Stripe Open Sources Tools For Apache Hadoop

December 9, 2014
Alex Giamas
http://www.infoq.com/news/2014/12/Stripe-Open-Source-Tools-Hadoop

Stripe, the internet payments infrastructure company recently announced open sourcing a set of internally developed tools based on Apache Hadoop.

Timberlake is a dashboard for Hadoop jobs. Written in Go with a React.js frontend it improves on existing Hadoop job trackers. By providing waterfall and boxplot visualizations for jobs, one can figure out easier what makes a Map Reduce job slow. Timberlake plays well with Scalding and Cascading and can visualize their flows. Timberlake only works with the YARN Resource Manager API and has been tested on v.2.4.x and v2.5.x .

Brushfire is a framework for distributed supervised learning of decision tree ensemble models in Scala. Based on Google’s PLANET, it’s built on top of Hadoop and Scalding. Brushfire can process classification tree learning algorithms in a scalable way, using commodity hardware. Brushfire can build and validate random forests from large sized training data.

Sequins is a dead-simple static database. It indexes and serves SequenceFiles over HTTP, so it’s perfect for serving data created with Hadoop.

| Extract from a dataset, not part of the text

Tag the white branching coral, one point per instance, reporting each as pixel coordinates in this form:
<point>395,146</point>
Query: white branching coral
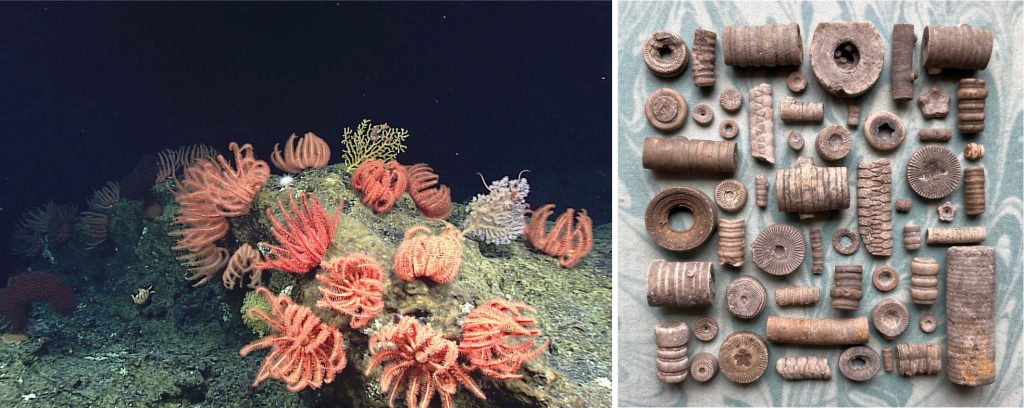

It’s a simple way to provide low-latency access to key/value entries generated by Hadoop jobs.

Finally, Herringbone is a suite of tools for working with parquet files on hdfs, and with Cloudera Impala and Apache Hive. Stripe uses extensively Apache Parquet for efficient columnar storage. Stripe uses Cloudera Impala with Parquet, and Herringbone is essentially a set of command line interface tools for more productive development.

With Apache Hadoop 2.6 just being released and several big technology companies either contributing to Hadoop development or open sourcing tools from their internal development stack, future looks bright for Apache Hadoop.